Davalı TPMK vekili, taraf markaları arasında ayniyete varacak derecede benzerlik bulunduğunu savunarak, davanın reddini talep etmiştir.


Davalı şirket vekili, davacı şirketin başvurusunun kötü niyetli olduğunu zira, davacının davalıya ait markaların tanınmışlığından istifade ederek haksız kazanç sağlamayı amaçladığını, davacıya ait markanın hiçbir ayırt ediciliği bulunmadığını ve davalı markasıyla ortalama tüketici nezdinde iltibasa sebep olabilecek şekilde benzer olduğunu savunarak davanın reddine karar verilmesini talep etmiştir.

Yerel Mahkeme Kararı


Mahkemece iddia, savunma ve bilirkişi raporu doğrultusunda, taraf markalarının kapsamında bulunan mal ve hizmetlerin benzer olduğu ancak söz konusu marka işaretleri arasında 556 sayılı KHK’nın 8/1-b maddesi anlamında iltibas yaratacak bir benzerlik bulunmadığı, davalının dosyaya sunulmuş deliller itibariyle kendisine ait markaların tanınmış olduğunu ve davalı marka başvurusunun kötü niyetle yapıldığını ispatlayamadığı gerekçesiyle davanın kabulüne dair verilen karar davalı TPMK ve davalı şirket vekillerinin temyiz istemi üzerine Dairemizce onanmıştır.

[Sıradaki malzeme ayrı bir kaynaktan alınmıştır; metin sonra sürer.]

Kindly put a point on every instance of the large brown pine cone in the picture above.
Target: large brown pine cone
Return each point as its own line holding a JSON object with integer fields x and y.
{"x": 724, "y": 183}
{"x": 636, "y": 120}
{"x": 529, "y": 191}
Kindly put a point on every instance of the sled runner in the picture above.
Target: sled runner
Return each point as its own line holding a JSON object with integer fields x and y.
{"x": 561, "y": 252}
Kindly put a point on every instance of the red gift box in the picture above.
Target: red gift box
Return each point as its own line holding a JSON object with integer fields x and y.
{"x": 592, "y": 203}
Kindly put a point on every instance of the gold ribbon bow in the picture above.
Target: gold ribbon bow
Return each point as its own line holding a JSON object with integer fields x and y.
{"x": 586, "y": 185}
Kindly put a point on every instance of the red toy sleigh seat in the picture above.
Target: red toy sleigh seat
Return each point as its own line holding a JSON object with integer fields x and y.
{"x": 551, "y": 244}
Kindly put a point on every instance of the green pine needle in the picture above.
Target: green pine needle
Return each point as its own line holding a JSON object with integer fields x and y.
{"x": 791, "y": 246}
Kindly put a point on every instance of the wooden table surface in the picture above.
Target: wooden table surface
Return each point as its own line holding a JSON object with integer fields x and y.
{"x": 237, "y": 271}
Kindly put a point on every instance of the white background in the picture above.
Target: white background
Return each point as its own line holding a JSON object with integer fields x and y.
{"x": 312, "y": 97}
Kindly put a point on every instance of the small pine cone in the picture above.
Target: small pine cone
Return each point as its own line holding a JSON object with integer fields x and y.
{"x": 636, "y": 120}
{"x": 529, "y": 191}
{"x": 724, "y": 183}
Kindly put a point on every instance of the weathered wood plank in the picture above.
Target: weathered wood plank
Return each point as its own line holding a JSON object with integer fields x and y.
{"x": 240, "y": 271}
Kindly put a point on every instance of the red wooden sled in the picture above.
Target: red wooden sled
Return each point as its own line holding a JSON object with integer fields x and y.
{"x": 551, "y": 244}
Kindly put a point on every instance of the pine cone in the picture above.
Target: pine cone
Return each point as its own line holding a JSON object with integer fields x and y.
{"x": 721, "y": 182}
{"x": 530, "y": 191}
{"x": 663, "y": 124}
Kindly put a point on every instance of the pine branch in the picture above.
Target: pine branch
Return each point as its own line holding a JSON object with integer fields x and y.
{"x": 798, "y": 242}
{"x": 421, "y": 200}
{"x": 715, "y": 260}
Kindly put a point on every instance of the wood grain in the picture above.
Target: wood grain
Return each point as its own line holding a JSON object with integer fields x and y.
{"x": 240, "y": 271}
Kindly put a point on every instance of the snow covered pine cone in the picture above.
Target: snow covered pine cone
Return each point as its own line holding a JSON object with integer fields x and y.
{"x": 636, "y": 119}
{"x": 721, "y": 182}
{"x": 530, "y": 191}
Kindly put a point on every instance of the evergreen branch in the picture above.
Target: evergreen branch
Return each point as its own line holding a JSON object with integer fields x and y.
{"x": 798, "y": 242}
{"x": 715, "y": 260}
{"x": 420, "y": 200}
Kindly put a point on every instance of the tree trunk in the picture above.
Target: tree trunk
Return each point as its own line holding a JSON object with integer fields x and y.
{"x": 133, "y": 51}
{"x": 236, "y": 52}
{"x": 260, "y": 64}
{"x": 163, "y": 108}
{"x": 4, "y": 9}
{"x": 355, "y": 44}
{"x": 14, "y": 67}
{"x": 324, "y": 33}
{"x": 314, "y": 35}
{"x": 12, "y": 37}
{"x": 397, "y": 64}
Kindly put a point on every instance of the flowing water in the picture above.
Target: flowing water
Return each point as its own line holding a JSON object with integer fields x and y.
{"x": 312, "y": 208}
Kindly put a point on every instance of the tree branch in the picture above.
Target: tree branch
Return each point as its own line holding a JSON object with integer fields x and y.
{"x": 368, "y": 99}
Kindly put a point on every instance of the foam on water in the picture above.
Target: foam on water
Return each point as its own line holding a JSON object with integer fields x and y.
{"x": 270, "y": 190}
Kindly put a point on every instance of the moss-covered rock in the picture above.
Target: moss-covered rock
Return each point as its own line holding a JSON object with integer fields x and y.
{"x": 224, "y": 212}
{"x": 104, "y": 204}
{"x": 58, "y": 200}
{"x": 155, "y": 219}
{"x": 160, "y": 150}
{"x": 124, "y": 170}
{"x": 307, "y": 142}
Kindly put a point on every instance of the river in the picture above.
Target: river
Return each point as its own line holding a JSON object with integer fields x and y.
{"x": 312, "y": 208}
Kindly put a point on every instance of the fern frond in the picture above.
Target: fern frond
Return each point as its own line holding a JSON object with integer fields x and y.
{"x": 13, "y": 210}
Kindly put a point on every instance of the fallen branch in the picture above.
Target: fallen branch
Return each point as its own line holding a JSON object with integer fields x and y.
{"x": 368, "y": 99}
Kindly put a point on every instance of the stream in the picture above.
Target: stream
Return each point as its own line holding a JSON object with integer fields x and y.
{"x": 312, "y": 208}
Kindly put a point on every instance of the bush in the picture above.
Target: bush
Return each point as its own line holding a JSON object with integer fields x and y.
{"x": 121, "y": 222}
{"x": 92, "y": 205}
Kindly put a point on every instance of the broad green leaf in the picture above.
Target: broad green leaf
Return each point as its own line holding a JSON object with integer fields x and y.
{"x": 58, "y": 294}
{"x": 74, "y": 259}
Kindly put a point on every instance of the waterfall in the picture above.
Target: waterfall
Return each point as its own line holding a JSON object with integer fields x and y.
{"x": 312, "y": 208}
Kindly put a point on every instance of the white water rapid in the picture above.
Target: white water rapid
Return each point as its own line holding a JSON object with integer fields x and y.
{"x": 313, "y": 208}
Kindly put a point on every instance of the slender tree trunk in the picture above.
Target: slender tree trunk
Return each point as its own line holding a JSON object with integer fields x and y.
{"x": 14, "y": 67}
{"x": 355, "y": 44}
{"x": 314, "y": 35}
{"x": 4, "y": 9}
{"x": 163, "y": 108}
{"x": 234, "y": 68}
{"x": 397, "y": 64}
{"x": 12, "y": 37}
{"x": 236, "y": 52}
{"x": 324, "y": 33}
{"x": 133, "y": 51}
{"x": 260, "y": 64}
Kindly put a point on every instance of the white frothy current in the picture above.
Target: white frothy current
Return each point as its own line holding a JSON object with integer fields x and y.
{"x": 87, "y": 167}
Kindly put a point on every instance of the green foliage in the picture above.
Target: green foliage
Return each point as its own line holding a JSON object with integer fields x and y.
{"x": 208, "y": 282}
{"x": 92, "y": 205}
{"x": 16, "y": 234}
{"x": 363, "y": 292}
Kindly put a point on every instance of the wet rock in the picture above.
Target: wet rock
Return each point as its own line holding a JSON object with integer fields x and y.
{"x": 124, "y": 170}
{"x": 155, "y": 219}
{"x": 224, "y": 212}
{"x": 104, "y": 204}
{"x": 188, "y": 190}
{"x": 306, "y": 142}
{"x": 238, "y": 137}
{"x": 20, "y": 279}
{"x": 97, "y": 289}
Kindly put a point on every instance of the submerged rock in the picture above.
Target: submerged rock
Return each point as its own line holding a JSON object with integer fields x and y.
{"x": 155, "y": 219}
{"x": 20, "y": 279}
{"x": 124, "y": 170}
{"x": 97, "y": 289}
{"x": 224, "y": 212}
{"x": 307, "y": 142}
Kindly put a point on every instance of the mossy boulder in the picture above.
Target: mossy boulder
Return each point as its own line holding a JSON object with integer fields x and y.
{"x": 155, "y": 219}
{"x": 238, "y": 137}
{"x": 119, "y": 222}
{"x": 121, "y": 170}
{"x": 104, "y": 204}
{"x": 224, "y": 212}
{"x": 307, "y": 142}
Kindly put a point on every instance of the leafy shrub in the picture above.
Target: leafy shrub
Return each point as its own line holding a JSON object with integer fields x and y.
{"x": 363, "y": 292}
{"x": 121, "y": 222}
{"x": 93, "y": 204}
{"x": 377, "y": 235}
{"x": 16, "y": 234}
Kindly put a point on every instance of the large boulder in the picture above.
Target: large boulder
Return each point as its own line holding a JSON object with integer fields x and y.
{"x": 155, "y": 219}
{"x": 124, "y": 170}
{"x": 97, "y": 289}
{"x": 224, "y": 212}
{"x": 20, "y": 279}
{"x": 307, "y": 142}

Bu kez davalı şirket vekili karar düzeltme isteminde bulunmuştur.

Yargıtay Kararı


Dosyadaki yazılara, mahkeme kararında belirtilip Yargıtay ilamında benimsenen gerektirici sebeplere göre, davalı şirket vekilinin HUMK 440. maddesinde sayılan hallerden hiçbirisini ihtiva etmeyen karar düzeltme isteğinin reddi gerekir.


SONUÇ:

Yukarıda açıklanan nedenlerden dolayı, davalı şirket vekilinin karar düzeltme isteğinin HUMK 442. maddesi gereğince REDDİNE, aşağıda yazılı bakiye 38,50 TL karar düzeltme harcının ve 3506 sayılı Yasa ile değiştirilen HUMK 442/3. maddesi hükmü uyarınca takdiren 477,45 TL para cezasının karar düzeltilmesini isteyen davalı şirketten alınarak Hazine’ye gelir kaydedilmesine, 09/06/2020 tarihinde oybirliğiyle karar verildi.